How is that dangerous to the children at ABC? While Nicole was there, two new people were hired. At least one person began work their first day at 6am, and left the daycare well over twelve hours later. Nicole doesn't know whether that person (or the other new folks) got breaks as prescribed by law, but if her experience is any indication, they likely did not. Employees were exhausted, and many simply walk out. I would encourage parents in Jefferson County not to leave their children at ABC Dayschool. The place is badly understaffed and the employees are overworked to the point of exhaustion. When you are dealing with papershuffling, that is a hassle that can be overcome. When you are dealing with other people's kids, it can be dangerous to the safety of both the children and the staff-mistakes and work left undone from such a state could cause injury or worse.

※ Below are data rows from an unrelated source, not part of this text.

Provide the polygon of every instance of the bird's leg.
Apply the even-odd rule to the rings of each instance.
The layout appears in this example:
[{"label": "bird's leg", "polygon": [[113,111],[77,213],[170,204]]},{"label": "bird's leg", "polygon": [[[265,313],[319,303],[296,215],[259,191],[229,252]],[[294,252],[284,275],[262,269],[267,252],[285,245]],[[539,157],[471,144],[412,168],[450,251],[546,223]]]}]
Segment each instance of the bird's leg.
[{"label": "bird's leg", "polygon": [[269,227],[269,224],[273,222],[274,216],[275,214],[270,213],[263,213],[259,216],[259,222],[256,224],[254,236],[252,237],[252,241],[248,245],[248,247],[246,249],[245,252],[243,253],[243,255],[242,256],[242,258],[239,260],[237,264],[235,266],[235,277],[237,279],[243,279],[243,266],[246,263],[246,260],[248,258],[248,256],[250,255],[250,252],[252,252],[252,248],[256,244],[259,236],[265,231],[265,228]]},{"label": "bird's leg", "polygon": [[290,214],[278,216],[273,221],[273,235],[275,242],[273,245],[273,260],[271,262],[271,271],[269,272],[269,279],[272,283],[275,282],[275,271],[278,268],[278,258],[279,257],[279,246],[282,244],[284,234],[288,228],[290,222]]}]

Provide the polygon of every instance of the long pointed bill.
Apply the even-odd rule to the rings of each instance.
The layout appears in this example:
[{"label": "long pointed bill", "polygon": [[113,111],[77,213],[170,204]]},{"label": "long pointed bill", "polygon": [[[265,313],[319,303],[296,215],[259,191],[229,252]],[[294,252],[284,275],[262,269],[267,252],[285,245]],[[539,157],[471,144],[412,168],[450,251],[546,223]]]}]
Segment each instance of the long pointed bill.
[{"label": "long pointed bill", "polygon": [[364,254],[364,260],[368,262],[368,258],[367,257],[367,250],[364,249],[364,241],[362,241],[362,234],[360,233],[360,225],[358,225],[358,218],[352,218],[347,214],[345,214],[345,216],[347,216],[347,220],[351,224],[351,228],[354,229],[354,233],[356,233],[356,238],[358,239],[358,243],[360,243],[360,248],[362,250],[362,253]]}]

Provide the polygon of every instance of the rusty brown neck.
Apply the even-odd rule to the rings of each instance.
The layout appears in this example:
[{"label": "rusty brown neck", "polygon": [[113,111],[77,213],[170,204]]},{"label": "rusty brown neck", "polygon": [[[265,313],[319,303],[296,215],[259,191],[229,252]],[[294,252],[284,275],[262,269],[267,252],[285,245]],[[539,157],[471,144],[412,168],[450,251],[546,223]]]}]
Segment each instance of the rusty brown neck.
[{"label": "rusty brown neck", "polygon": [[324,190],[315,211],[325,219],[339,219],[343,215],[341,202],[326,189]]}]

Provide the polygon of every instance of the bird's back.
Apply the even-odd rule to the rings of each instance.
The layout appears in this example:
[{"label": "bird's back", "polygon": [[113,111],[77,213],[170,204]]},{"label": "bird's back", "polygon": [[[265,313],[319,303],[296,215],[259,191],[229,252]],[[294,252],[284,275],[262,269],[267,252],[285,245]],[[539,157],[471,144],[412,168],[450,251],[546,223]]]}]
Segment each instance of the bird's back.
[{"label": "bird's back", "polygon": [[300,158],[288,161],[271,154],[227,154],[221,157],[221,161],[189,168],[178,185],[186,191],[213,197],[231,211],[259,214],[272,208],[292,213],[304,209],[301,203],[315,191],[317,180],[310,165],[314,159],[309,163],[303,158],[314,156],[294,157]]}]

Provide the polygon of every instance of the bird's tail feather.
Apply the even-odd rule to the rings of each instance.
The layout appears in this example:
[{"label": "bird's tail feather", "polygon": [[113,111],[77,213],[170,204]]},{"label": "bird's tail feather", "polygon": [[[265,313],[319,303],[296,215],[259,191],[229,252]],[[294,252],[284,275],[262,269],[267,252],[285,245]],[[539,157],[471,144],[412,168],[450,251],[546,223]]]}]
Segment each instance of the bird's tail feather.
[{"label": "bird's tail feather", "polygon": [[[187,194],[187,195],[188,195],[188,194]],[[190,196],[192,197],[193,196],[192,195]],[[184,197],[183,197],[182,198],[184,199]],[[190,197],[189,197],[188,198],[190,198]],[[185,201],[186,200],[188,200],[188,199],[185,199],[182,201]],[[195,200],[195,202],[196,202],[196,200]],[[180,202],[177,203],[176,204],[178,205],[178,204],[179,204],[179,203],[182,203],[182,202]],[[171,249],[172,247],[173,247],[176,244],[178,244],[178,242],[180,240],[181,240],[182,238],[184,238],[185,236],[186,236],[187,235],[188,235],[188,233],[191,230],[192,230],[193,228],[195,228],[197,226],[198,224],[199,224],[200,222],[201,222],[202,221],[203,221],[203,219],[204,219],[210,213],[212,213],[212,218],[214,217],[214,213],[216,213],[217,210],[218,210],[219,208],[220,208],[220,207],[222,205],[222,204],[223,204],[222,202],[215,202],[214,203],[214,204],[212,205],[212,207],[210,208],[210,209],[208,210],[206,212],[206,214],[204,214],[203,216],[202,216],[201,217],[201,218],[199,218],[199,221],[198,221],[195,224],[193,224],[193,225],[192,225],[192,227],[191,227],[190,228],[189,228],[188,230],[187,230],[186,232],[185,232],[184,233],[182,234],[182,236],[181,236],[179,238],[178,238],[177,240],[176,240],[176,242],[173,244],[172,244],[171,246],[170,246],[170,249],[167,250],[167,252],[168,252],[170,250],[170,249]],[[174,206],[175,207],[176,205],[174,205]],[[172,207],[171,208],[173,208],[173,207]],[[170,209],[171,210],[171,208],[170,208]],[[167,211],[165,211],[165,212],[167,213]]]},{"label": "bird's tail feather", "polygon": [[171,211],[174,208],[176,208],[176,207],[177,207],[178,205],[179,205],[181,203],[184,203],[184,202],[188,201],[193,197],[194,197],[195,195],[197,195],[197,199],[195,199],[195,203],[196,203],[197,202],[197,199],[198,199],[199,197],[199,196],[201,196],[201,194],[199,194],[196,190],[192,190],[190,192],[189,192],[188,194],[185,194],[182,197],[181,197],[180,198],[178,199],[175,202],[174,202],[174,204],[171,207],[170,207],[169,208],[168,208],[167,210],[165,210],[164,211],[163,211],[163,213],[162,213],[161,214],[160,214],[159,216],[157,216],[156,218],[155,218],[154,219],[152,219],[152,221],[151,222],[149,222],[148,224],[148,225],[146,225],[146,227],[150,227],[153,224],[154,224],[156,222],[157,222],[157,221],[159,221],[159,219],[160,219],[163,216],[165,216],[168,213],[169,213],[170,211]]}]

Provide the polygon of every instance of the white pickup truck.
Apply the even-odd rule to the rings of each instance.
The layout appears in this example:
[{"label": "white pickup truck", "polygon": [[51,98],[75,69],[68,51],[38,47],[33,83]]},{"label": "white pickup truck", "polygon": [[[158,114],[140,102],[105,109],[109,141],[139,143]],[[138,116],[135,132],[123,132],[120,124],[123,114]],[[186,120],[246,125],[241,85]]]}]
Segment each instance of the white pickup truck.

Nicole didn't want to walk away. She showed up every day and stayed until she was told to leave. She did so even believing that she was eing taken advantage of. When she did get a break one day and had to leave because of a family emergency, she did the right thing and notified her supervisor-who wasn't going to let her leave-despite the fact that she had done everything that was asked of her. Nicole told her that she had to go, she had no choice, so her supervisor would simply have to fire her. "I will not fire you" she was told, "but if you go don't come back tomorrow." Nicole intended to return as normal the next day-and her tenure ends in a dispute over whether she quit or was fired. I'll take her side in the latter, because I happen to know that she has never quit a job in her life.
ABC exploits the labor of hard-working employees to an unfair degree and does so in a way that is dangerous to the children under their care. The appropriate authorities have been notified, and nothing may ever come of it-but Nicole wants people to know that if they need to keep their kids in a daycare, they should insure that the establishment is well-staffed and the employees are well-respected. ABC is not that place.